Às 19h54min da última quarta-feira, paródias de cantos da torcida Gre-Nal começaram a dar ritmo ao protesto pró-impeachment que ocupava uma das pistas da Avenida Goethe, em Porto Alegre.
"Onde estão, ninguém os vê, são os corruptos do PT", gritavam os megafones, acompanhados das batidas de bumbos e das palmas de quem estava em volta. Dos carros que passavam, ouviam-se buzinas em sinal de apoio.
Essa tem sido parte da rotina de um grupo de opositores ao governo federal que, há uma semana, montou barracas no Parque Moinhos de Vento, o Parcão, e diz só abandonar o local quando Dilma deixar a Presidência. No autointitulado Acampamento Sergio Moro, o juiz responsável pela Lava-Jato, a ordem é que se faça barulho.
Vinte e duas barracas e um número incerto de inquilinos tomaram conta de uma das esquinas do parque para, nas palavras dos organizadores, tornar-se um "símbolo de resistência". A iniciativa partiu de integrantes do grupo Banda Loka Liberal, movimento de maioria jovem que se diz desvinculado de partidos políticos e, para além do "Fora, Dilma", defende o liberalismo e a intervenção mínima do Estado. São universitários e profissionais de diferentes áreas da classe média que não negam a pecha de elite. Só não os chame de "coxinhas".
– O conto de fadas está acabando não só nas camadas de classe A e B, mas também está chegando nas classes mais baixas. Não se pode dizer que se trata de uma revolta de classe média, porque não há mais uma divisão – disse Tiago Menna, 28 anos, um dos fundadores da Banda Loka Liberal.
O protesto foi inspirado em atos semelhantes ocorridos em cidades como Brasília e São Paulo. Parte da turma carrega a experiência de 2015, quando engrossou por 10 dias o acampamento que pedia a saída da presidente no gramado da Esplanada dos Ministérios. Na capital gaúcha, o "camping do impeachment" se profissionalizou.

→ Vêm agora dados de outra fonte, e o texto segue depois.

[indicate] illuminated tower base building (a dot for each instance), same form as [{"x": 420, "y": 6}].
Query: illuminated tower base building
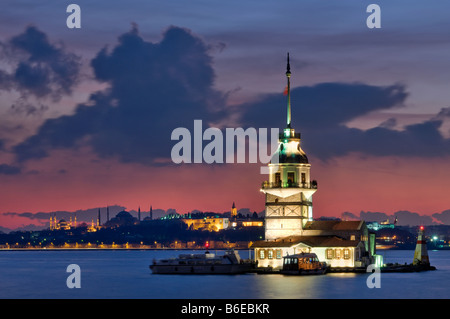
[{"x": 289, "y": 225}]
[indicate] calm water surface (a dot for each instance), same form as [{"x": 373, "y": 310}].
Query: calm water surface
[{"x": 125, "y": 274}]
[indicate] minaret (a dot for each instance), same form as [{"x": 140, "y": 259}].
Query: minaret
[{"x": 289, "y": 189}]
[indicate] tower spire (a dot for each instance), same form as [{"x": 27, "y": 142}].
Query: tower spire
[{"x": 288, "y": 75}]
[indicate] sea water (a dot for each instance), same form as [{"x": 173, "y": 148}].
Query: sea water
[{"x": 125, "y": 274}]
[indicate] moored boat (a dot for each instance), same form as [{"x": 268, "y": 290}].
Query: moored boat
[
  {"x": 303, "y": 264},
  {"x": 207, "y": 263}
]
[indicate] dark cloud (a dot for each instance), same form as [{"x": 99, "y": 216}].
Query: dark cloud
[
  {"x": 154, "y": 88},
  {"x": 41, "y": 67},
  {"x": 443, "y": 217},
  {"x": 157, "y": 87}
]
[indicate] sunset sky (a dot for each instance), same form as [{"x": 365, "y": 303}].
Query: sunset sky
[{"x": 86, "y": 114}]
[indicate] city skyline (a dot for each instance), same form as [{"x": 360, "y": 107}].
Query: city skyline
[{"x": 86, "y": 115}]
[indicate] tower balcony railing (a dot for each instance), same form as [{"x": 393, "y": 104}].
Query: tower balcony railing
[{"x": 267, "y": 185}]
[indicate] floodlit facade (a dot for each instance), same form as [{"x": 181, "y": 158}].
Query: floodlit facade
[{"x": 289, "y": 224}]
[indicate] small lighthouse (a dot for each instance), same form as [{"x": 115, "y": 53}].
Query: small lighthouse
[{"x": 421, "y": 252}]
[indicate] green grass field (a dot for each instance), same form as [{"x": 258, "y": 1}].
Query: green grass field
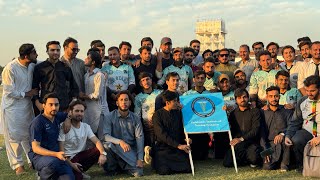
[{"x": 209, "y": 169}]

Uma fita plástica faz as vezes de cerca e isola a área onde ficam instaladas as barracas (para entrar, só com permissão), um grande toldo sobre cadeiras de plástico funciona como uma sala de estar e uma churrasqueira de latão serve de cozinha. Os participantes têm se revezado para nunca desguarnecer o local, porque quase todos trabalham, estudam ou simplesmente querem ir para casa tomar banho. Eles garantem que a subsistência vem do bolso dos próprios organizadores e de doações de simpatizantes. Na noite de quarta-feira, um senhor levou repelente, salsichão e pão. Em seguida, os comestíveis foram parar na grelha.
Leia mais:
Em infográfico, entenda a Lava-Jato
Dilma diz que falta base legal para tirá-la do Planalto
Jorge Colares, 54 anos, denomina-se um ex-comerciante, porque o negócio que tocava "faliu, mesmo". Eleito prefeito do acampamento com 28 votos, vencendo uma disputa contra outros três candidatos, administra o recebimento de doações, organiza a recepção de visitantes e gerencia a vigilância do local. Zero Hora viu dois seguranças, funcionários de uma empresa privada, que monitoravam o entorno das barracas munidos de pedaços de madeira que se assemelhavam a bastões de beisebol. Cada um recebeu R$ 150 pelo serviço de um turno, sob a condição de ir vestido "à paisana".
Nas últimas semanas, as manifestações pró-impeachment no país têm se desvinculado da oposição exclusiva ao governo petista e despejado críticas, também, a políticos de outras siglas envolvidos em denúncias de corrupção. Caso o movimento alcance o objetivo de derrubar a presidente, a linha de sucessão inclui três nomes citados na Lava-Jato: o vice-presidente, Michel Temer; o presidente da Câmara, Eduardo Cunha; e o presidente do Senado, Renan Calheiros. Iria o "Acampamento Sergio Moro" permanecer para pedir a saída deles?
– Estaremos na rua lutando para que saia qualquer um que esteja envolvido em esquemas de corrupção. Queremos uma limpeza ética do país – afirma o estudante de Direito Alberto Flores, 27 anos.
O rito do impeachment é longo. Nenhuma decisão deve sair da Câmara antes de maio e, depois, o Senado precisa decidir se aceita ou recusa a abertura do processo. Isso significa que, se cumprirem o planejado, os ocupantes do Acampamento Sergio Moro não deixam o Parcão tão cedo. Disposição demonstram ter: às 23h55min, quatro horas depois do início da apresentação, a banda ainda tocava.
– Dilma vai cair primeiro, depois o Renan Calheiros, Lula vai para o cativeiro e o Cunha vai depois – retumbava parque afora.